We could spend some of the saved money on a BBQ. That way, the smell of cooking meat wouldn’t be my feet.
Responsibility and sponsorship
Some CEOs delegate the responsibility for leadership development to HR. They abdicate the program fully with no thought to the consequences. The HR people, want to be helpful, so they accept the task as a part of their role as trainers.
HR can really only be responsible for the logistics and structure of program. Like a ventilator, they have a sustaining role, but if you want quality of life, you need a healthy heart.
The truth of the matter is that giving HR the responsibility for the program is not the same as giving HR the authority. Yes, they have the responsibility and authority to manage the program, but HR does not have the authority to define culture or tell the other leaders how to think. Nobody would accept that. At best, your program is ineffective. At worse, you have a recipe for mutiny.

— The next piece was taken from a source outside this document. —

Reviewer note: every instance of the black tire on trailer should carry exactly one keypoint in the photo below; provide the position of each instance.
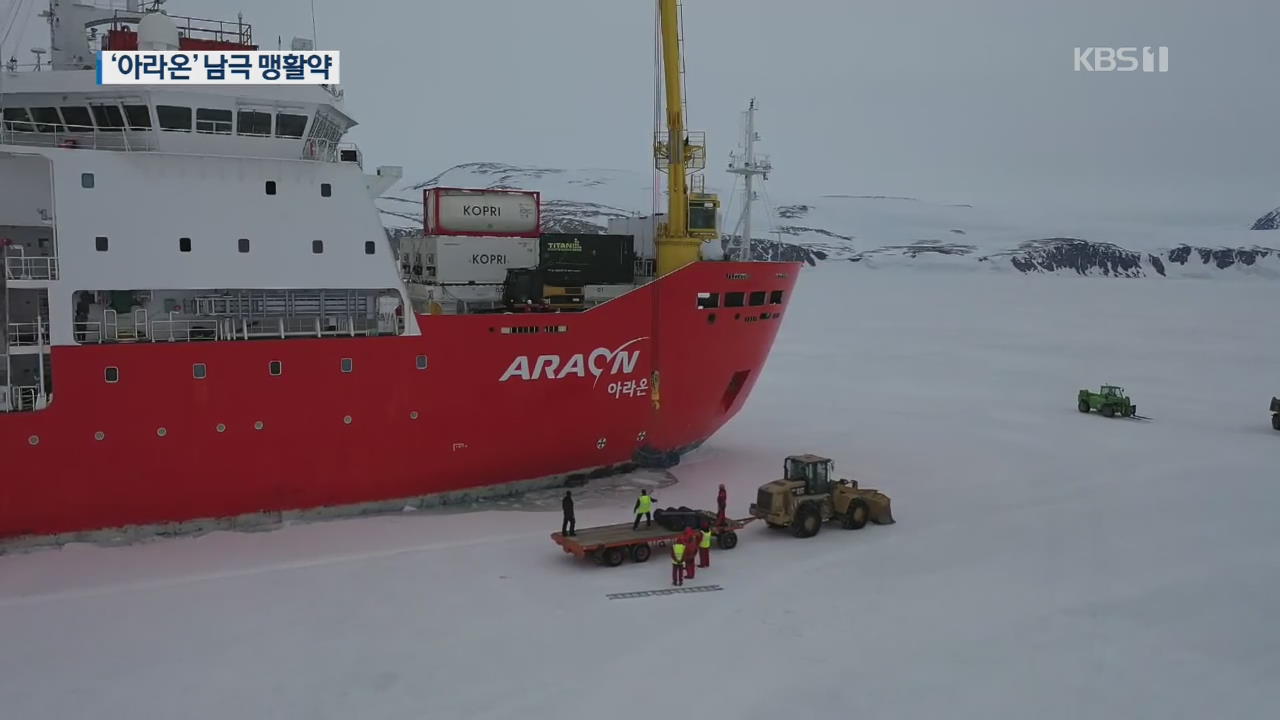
(855, 515)
(808, 522)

The C-suite has to deliver a sponsor and the sponsor has to be involved with every stage: vision, planning, implementation, and participation. The active participation and sponsorship of the CEO immediately conveys the message that good leadership is valuable and important to the company.
The commitment of the CEO or COO is the heart to the leadership program.
The C-suite is responsible for the success by giving their vision, time, and participation to the program. Their engagement is so important that it determines the program’s failure or success in terms of strategic value.
If C-suite does not recognize their responsibility, the sophisticated HR person is placed in the awkward position and has to manage up. I know that is not always easy, but there must be a sponsor. Life isn’t always perfect and sometimes HR needs to train their bosses too.
A strong leadership program will create value with employee retention and corporate agility or mitigate value destruction in disruptive times. The failure of a poor leadership program can be quantified by destruction in corporate value measured in employee turnover, lost opportunities, and floundering change management.
Get the heart beating and give the gift of life to your company. Success will be found by molding an inclusive, healthy organizational culture and long-term sustainment even during volatile periods.
CPR is not a way of life.
Let’s avoid this question: Time of death?